Longeant l'imposante basilique de l'Immaculée-Conception de Lourdes, un groupe compact de képis fend la foule d'un pas décidé. On les compte. Exercice difficile tant ils sont entremêlés, collés les uns aux autres. Un, deux, trois, quatre. Cinq, six, sept. On recompte. C'est bien cela. Ils sont sept. Sept légionnaires qui se frayent un passage bruyamment, étrange attelage au milieu des pèlerins, slalomant entre les prêtres en soutane, les brancards, les chaises bleues pour handicapés dont s'occupent des bénévoles.

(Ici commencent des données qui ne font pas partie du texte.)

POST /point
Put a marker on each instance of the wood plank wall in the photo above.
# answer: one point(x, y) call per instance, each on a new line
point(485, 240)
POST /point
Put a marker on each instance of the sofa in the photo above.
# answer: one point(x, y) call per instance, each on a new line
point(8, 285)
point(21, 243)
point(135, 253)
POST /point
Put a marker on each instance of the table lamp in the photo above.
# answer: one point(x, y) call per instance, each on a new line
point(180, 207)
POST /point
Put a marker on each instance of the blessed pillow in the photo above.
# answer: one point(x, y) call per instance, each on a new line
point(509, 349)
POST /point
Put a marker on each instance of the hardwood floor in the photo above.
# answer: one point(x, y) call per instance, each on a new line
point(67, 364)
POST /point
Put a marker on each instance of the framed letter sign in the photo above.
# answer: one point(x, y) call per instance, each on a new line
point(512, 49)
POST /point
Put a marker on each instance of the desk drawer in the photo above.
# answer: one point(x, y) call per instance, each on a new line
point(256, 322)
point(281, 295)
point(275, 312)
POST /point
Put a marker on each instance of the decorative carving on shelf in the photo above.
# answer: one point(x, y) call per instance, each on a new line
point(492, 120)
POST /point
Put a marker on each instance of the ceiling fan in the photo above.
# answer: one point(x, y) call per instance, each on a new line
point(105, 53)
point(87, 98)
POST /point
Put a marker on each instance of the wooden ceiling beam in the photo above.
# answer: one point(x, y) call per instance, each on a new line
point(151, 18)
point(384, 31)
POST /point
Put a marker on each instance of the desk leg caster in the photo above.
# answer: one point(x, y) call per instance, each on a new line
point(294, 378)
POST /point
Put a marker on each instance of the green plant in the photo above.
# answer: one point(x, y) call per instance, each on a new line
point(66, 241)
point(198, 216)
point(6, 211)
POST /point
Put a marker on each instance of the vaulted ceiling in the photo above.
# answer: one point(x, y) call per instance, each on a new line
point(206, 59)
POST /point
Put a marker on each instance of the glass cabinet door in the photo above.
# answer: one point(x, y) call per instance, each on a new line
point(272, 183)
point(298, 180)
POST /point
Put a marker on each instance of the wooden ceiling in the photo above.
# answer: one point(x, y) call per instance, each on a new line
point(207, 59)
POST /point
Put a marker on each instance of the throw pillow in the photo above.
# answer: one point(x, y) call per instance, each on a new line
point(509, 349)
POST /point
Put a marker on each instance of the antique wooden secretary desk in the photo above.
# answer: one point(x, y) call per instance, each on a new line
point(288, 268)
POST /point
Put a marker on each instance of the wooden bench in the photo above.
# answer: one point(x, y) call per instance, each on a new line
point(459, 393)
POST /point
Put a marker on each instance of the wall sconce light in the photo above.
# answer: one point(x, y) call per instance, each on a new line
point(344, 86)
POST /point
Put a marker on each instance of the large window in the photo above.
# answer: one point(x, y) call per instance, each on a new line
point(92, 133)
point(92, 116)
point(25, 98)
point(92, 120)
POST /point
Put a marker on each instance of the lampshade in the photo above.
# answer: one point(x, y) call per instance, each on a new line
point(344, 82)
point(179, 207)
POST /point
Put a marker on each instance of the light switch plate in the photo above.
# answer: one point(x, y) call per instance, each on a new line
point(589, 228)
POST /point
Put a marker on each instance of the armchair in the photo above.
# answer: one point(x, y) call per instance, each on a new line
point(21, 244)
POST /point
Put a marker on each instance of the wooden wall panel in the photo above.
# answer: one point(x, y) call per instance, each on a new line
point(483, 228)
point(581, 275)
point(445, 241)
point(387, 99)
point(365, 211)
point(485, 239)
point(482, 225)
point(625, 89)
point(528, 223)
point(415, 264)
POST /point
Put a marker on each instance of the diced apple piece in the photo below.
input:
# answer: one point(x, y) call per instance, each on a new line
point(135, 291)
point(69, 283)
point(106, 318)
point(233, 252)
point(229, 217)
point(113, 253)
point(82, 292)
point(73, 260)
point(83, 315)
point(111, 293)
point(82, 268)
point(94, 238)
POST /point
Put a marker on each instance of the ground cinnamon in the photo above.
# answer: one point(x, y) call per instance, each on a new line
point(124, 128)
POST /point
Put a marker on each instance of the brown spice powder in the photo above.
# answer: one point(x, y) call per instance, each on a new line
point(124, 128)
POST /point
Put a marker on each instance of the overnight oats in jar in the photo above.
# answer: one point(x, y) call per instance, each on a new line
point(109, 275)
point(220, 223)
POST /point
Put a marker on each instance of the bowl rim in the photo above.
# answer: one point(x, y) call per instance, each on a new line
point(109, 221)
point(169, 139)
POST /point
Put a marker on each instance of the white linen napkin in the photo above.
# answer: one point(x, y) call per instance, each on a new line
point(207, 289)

Un de ces sept légionnaires chemine, le dos légèrement courbé. Il pousse son camarade assis dans un fauteuil roulant. Les autres s'agglutinent contre lui, ne laissant aucun espace, comme un rempart pour protéger le caporal-chef Kévin Emeneya, blessé en Afghanistan le 2 juillet dernier. Ce jour-là, un balle a sectionné l'artère irriguant son cerveau. Depuis, Kevin ne s'est plus relevé. Il a perdu l'usage de ses jambes et de ses bras. A son arrivée à l'hôpital militaire de Percy, en banlieue parisienne, on le donnait pour mort. Sa mère a refusé qu'il soit débranché. Aujourd'hui, il entend, il voit, il parle, il bouge la tête. « C'est déjà un miracle, assure sa maman. Si Dieu l'a maintenu en vie, ce n'est pas pour qu'il ne marche plus. »

Lourdes, la ville aux 245 hôtels, aux innombrables marchands du temple vendant images de Bernadette Soubirous agenouillée devant Marie, bonbonnes vides à remplir d'eau d'ici, chapelets et souvenirs de la ville. Les rues escarpées et commerçantes rejoignent tous les sanctuaires.

Chaque semaine, 6 millions de pèlerins ou visiteurs du monde entier, souvent invalides ou malades, se pressent entre les 10 000 mètres carrés de parvis, la Vierge couronnée, les basiliques, les chemins de croix, la rivière, les piscines remplies de cette eau si recherchée et la grotte, celle où Bernadette aurait reçu 18 fois la visite de Marie. Il n'est pas rare que la moitié des personnes à bord des avions atterrissant à l'aéroport de Lourdes soient handicapées. Pour la plupart, elles viennent dans l'espoir d'une guérison, d'un miracle.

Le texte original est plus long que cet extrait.